In the Chocolate City This Baby’s Got Back
So the other night V and I were talking about the house next door to L, man of mystery. She said the woman now lives in back of her, in her double, and that she sold it because “her daughter slept with a black man and got pregnant” – V said she told the woman “You sold a whole house on account of that? Damn!” So I told V and A about when I was going to buy my first house in Lakeview and the guy said “I’ll sell it to you as long as you aren’t a nigger or a Jew.” And A looked over and said, “Damn, you’re Jewish? You don’t look it!” And then she turned in the same breath and said to V, “You don’t look black either!” V, whose skin is the color of bittersweet chocolate, and I rolled out of our chair laughing so hard.
Last night H&T came over to eat white beans and sausage. I told them that I used to gage the size of my butt by how many black bus drivers in San Francisco would come onto me. When there was junk in the trunk – it was a LOT. On the smaller side, hardly at all. Lately, I’ve have had multiple encounters with black men professing their attraction to me – within a 24 hour period three told me I was the most beautiful woman they ever saw – Note to Self: I think my butt’s getting big.

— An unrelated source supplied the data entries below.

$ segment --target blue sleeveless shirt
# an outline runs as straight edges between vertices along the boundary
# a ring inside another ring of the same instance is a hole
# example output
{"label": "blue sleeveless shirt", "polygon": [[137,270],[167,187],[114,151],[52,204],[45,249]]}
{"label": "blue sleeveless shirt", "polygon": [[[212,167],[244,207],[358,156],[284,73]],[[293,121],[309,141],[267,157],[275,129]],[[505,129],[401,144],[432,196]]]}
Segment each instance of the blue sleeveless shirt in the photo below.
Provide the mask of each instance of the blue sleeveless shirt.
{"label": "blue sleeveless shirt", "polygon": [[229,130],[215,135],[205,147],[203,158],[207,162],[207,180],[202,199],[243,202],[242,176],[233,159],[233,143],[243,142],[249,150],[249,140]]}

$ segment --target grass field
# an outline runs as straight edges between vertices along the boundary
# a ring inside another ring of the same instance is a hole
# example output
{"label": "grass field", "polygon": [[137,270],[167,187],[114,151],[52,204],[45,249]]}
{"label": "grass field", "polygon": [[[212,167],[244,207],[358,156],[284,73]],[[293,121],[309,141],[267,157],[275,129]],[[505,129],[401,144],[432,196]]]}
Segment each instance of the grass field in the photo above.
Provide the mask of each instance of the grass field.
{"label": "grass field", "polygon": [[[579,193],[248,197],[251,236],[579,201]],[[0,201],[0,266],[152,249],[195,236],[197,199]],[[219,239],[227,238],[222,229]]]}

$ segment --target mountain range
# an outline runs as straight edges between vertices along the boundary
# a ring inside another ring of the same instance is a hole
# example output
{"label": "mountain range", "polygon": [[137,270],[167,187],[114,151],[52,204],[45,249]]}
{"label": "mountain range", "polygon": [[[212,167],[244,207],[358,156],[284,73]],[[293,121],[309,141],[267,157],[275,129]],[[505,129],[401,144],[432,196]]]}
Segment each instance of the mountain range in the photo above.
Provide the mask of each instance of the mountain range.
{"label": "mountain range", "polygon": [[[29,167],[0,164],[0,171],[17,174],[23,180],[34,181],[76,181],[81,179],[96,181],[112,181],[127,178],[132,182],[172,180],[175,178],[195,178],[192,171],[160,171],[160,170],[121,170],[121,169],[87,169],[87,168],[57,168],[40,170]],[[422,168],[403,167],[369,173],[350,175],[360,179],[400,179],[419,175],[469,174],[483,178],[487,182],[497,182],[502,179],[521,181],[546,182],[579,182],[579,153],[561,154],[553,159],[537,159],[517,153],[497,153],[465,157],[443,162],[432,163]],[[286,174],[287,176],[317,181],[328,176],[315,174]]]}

It also made me wonder about this confidence in putting themselves out there that black men possess. I just couldn’t imagine the same come on from a white man.
Following the thread of the mating ritual, I read in the Wall Street Journal that there is a trend towards contractors sleeping with the woman of the house. I read this horrific article and then realized, yet again, I’m a cliche. The mere fact that K thought he could interrupt our professional relationship to come on to me is universal in the contracting world. Good grief. In the article, it describes the tool belt and weathered shorts with the distressed boots and how alluring this is to the wife who stays home and interacts with the contractor on her personal space – JESUS FUCKING CHRIST – what goes on?
This morning the air was cool from the rains last night, the bayou was placid, the grass was soaking wet – but there was a sense of peace all around and inside of me. In front of the LaLa I clicked my red heels and said “there’s no place like home.”